Product design for Yahoo Sports, focused on bridging the enthusiasm gap between passionate fans and a utilitarian experience. Led redesign of core app experiences—reimagining information architecture, interaction patterns, and visual systems to honor the emotional intensity fans bring to sports.

Challenge

Fans showed up ready to lose their minds over a backup quarterback's first touchdown—we handed them a user manual. Even with great content and the number one Fantasy app, the experience felt like doing your taxes during the Super Bowl. I took on the mission to bridge this enthusiasm gap: transforming interactions and visual design to match the beautiful chaos of fandom.

Goal:
Bridge the enthusiasm gap.

🤪 — 🫩

App

Fans don't have time. They have obsessions.

Every interaction is designed for speed and clarity. Check your teams in seconds, dive into highlights when you want them, and never wonder where to find what you need. The app moves as fast as you do—whether you're checking scores between meetings or watching your team blow a fourth-quarter lead in real time.

From this

  • Scores: minimal space, one at a time, not personalized

  • Your team news drowned out by generic headlines

  • Visual energy nowhere near fan energy

To this

  • Scores: front and center, multiple games, personalized to your favorite teams & leagues

  • Your team news prioritized with depth and highlights

  • Visual energy matches fan energy

Desktop

Betting, fantasy, scores—three obsessions, one command center. Most sites make you play whack-a-mole across different pages. We put it all in one tabbed strip. High-level data on load, one click to expand downward with all the details that tell the story. Track your bad beats, miracle wins, and fantasy lineup disasters without losing your place in the madness.

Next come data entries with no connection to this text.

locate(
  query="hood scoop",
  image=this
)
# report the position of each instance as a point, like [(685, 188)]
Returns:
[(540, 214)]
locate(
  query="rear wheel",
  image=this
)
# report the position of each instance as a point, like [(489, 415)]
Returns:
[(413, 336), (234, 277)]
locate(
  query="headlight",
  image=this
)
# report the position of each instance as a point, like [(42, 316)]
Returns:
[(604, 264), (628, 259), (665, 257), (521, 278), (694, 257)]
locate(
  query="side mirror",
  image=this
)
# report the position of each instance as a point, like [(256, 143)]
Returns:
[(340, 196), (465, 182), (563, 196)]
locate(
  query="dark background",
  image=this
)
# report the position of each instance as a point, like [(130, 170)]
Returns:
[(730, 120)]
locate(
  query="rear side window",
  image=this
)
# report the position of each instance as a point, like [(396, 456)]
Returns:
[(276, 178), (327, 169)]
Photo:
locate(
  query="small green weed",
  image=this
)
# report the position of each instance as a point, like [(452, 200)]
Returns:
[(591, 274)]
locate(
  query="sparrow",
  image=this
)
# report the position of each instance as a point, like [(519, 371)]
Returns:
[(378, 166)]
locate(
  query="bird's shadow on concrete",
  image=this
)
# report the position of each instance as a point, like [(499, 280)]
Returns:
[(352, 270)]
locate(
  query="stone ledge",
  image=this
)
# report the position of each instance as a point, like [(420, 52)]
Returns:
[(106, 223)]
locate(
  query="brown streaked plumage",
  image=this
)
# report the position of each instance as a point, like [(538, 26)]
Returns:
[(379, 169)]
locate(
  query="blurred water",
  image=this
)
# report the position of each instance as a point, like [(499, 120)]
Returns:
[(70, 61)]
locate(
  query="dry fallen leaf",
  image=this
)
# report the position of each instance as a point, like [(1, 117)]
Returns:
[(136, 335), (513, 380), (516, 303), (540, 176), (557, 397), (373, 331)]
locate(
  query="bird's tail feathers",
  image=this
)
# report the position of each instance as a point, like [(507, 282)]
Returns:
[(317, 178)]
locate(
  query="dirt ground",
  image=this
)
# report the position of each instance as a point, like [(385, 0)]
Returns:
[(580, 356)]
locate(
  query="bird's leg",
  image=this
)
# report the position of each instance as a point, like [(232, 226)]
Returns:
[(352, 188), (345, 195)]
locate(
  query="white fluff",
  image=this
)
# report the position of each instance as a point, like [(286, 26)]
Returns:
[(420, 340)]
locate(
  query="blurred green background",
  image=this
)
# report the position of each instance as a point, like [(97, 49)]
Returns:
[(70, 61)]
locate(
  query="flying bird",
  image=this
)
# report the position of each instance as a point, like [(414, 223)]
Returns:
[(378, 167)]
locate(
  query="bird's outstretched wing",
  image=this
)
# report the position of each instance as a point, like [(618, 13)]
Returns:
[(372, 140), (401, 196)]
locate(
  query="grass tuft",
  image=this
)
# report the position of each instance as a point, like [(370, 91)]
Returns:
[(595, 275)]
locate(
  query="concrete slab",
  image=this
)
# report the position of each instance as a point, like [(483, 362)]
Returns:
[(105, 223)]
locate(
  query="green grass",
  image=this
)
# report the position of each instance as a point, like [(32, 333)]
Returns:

This work was done during Yahoo's transition from Verizon. While the full vision received strong internal backing, new leadership pivoted to a more incremental approach. Certain elements were shipped, such as card-based scoreboards, updated grid systems, and new layout principles, but the comprehensive redesign was shelved. Sometimes the best work shows what's possible, even when timing works against it.